Anyone who has attended a gun show in any major city knows how long it can take to view the entire venue. Although I did end up skipping a number of tables, it took me better than an hour to complete my rounds. When I finally made my way back to the entrance where we had entered the building, my girlfriend was sitting there fuming mad. “What’s the matter?” I asked, trying to act as innocently as possible. After all, I hadn’t done anything wrong. She verbally chastised me about making her wait, and complained that she was sore from sitting on a hard wooden bench for such a long time. I just shrugged my shoulders and said, “You’re the one who wanted to come here.” That comment earned me a smack on the back of my head. 

All the way home my girlfriend kept insisting that I had purposely made her wait. Of course I denied her allegation. She was still acting upset and was just sitting in her seat quietly waiting for me to apologize to her. Like that was going to happen!  

Thank goodness for a CD player. I was just glad that my girlfriend was never one to hold a grudge. After a day or so, the issue never came up again. 

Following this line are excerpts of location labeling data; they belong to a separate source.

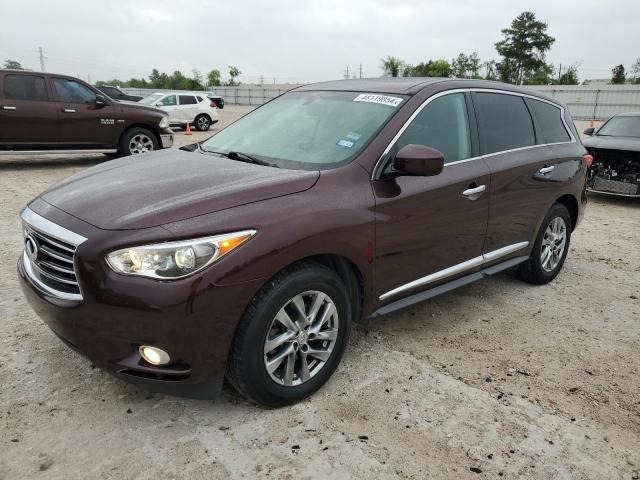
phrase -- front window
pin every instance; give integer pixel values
(151, 99)
(309, 130)
(621, 127)
(73, 92)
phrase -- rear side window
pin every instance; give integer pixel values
(443, 124)
(187, 100)
(73, 92)
(167, 101)
(25, 87)
(550, 127)
(504, 123)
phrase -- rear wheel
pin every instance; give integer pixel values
(291, 337)
(550, 249)
(137, 140)
(203, 122)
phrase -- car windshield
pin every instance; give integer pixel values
(308, 130)
(150, 99)
(621, 127)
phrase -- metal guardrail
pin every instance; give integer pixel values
(585, 102)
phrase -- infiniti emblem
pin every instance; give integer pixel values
(32, 248)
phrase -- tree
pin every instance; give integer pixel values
(234, 72)
(391, 66)
(466, 66)
(12, 65)
(523, 48)
(490, 70)
(635, 71)
(439, 68)
(618, 76)
(213, 78)
(569, 77)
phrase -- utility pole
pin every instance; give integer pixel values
(41, 53)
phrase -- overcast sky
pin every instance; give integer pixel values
(300, 40)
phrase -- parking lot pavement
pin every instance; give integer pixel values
(496, 378)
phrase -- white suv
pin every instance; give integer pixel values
(194, 108)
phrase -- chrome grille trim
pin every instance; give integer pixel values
(53, 270)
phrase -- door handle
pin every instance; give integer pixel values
(469, 192)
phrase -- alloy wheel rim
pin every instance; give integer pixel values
(140, 144)
(553, 244)
(301, 338)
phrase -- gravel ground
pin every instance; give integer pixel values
(496, 380)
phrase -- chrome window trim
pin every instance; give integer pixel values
(455, 269)
(375, 173)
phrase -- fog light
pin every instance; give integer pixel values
(153, 355)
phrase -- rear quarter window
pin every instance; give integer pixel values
(549, 125)
(504, 122)
(25, 87)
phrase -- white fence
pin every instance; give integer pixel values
(585, 102)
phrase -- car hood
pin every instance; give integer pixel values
(167, 186)
(613, 143)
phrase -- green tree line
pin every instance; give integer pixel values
(522, 52)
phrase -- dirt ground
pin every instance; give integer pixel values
(496, 380)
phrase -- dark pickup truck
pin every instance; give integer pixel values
(44, 112)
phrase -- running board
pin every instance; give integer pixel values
(445, 287)
(55, 152)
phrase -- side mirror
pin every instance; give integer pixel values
(418, 160)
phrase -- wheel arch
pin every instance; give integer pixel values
(146, 126)
(571, 203)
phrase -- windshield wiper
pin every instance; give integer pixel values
(242, 157)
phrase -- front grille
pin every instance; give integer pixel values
(49, 256)
(54, 263)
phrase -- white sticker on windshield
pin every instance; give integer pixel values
(381, 99)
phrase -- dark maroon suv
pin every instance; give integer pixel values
(251, 254)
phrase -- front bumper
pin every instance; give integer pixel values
(192, 319)
(166, 140)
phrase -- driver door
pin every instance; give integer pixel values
(431, 230)
(82, 123)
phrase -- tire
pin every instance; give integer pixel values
(137, 140)
(542, 266)
(202, 122)
(250, 353)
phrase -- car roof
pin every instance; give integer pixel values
(413, 85)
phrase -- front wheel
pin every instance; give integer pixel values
(550, 249)
(136, 141)
(291, 337)
(203, 123)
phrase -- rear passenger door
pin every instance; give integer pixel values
(523, 180)
(28, 117)
(188, 107)
(82, 123)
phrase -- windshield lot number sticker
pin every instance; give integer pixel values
(381, 99)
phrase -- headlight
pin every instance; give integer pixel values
(173, 260)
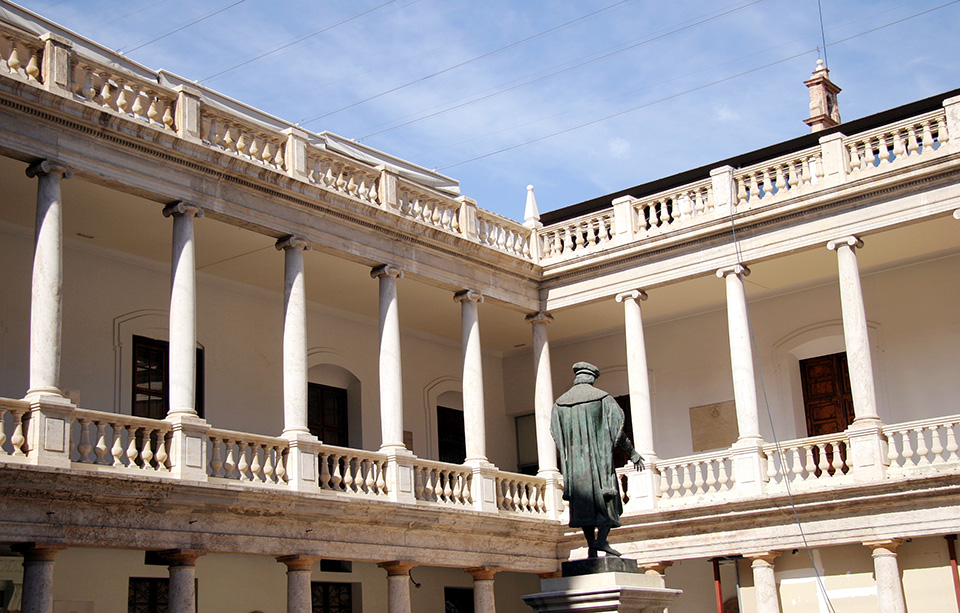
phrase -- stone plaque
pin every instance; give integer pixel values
(53, 440)
(714, 426)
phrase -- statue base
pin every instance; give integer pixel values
(602, 585)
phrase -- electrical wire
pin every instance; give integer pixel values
(183, 27)
(469, 61)
(300, 40)
(687, 91)
(576, 66)
(773, 430)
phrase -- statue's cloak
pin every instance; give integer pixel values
(586, 424)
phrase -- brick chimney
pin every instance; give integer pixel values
(824, 110)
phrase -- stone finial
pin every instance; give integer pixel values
(531, 215)
(824, 109)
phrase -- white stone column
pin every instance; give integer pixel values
(543, 395)
(765, 581)
(294, 337)
(182, 567)
(638, 379)
(183, 311)
(855, 330)
(299, 573)
(887, 571)
(741, 354)
(398, 585)
(46, 309)
(483, 593)
(391, 384)
(473, 407)
(37, 576)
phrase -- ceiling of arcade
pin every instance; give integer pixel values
(112, 219)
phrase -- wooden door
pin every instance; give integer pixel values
(827, 400)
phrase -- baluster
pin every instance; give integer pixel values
(780, 182)
(698, 478)
(722, 479)
(281, 470)
(242, 463)
(17, 439)
(381, 482)
(255, 463)
(711, 480)
(268, 464)
(687, 478)
(146, 455)
(100, 449)
(907, 450)
(324, 470)
(348, 468)
(823, 464)
(84, 447)
(922, 450)
(162, 455)
(936, 448)
(229, 463)
(810, 467)
(131, 451)
(927, 137)
(216, 462)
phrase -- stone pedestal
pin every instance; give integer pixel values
(602, 585)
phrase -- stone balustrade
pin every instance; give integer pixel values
(352, 471)
(119, 442)
(246, 457)
(21, 56)
(914, 446)
(816, 458)
(905, 141)
(443, 484)
(107, 82)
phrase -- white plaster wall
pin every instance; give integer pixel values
(240, 328)
(914, 332)
(242, 584)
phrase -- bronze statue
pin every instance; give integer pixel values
(587, 424)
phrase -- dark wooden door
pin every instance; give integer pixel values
(827, 400)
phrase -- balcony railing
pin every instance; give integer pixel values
(154, 105)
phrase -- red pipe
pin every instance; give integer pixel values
(953, 565)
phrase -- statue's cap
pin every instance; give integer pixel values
(586, 368)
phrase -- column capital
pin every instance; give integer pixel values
(482, 573)
(850, 241)
(293, 242)
(386, 270)
(655, 568)
(181, 557)
(736, 269)
(48, 167)
(879, 547)
(298, 562)
(539, 317)
(182, 208)
(762, 558)
(634, 294)
(398, 567)
(466, 295)
(38, 552)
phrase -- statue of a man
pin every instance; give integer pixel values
(587, 423)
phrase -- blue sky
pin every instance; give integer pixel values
(578, 98)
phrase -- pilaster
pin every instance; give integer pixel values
(188, 113)
(468, 219)
(56, 63)
(295, 154)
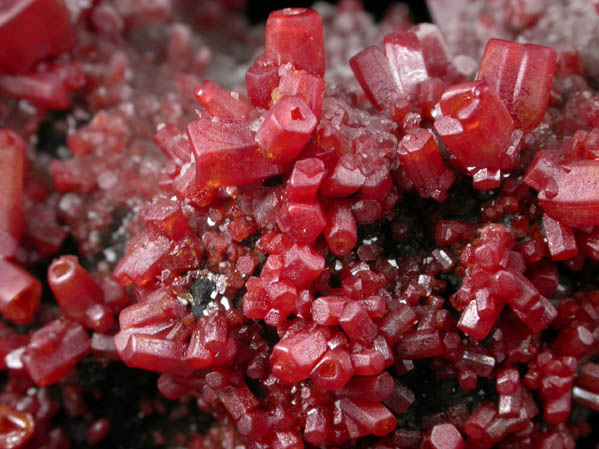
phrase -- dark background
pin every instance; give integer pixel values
(257, 11)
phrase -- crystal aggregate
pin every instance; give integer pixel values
(360, 235)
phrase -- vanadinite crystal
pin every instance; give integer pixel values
(321, 231)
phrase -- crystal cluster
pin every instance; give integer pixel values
(362, 235)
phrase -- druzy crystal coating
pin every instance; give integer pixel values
(354, 235)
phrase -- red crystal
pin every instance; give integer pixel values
(54, 350)
(567, 192)
(522, 75)
(420, 158)
(222, 103)
(19, 293)
(78, 294)
(293, 358)
(373, 71)
(333, 370)
(406, 60)
(53, 33)
(478, 130)
(12, 167)
(226, 154)
(286, 129)
(294, 35)
(16, 427)
(446, 436)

On an early Saturday morning three months later, I was up early eating breakfast, getting ready to go to another gun show. My girlfriend came into the kitchen, sat down and asked me if I was going to the gun show. I answered in the affirmative and asked her if she would like to accompany me.   

My girlfriend looked at me and began shaking her head from side-to-side. Then an insidious smile formed on her face and she commented, “No way! Those gun shows are booorrriingg! I’m going shopping.” After that, every Saturday that I got up early to attend another gun show, I would invite her along. As long as we were a couple, she never took me up on any of my offers to go back to a gun show.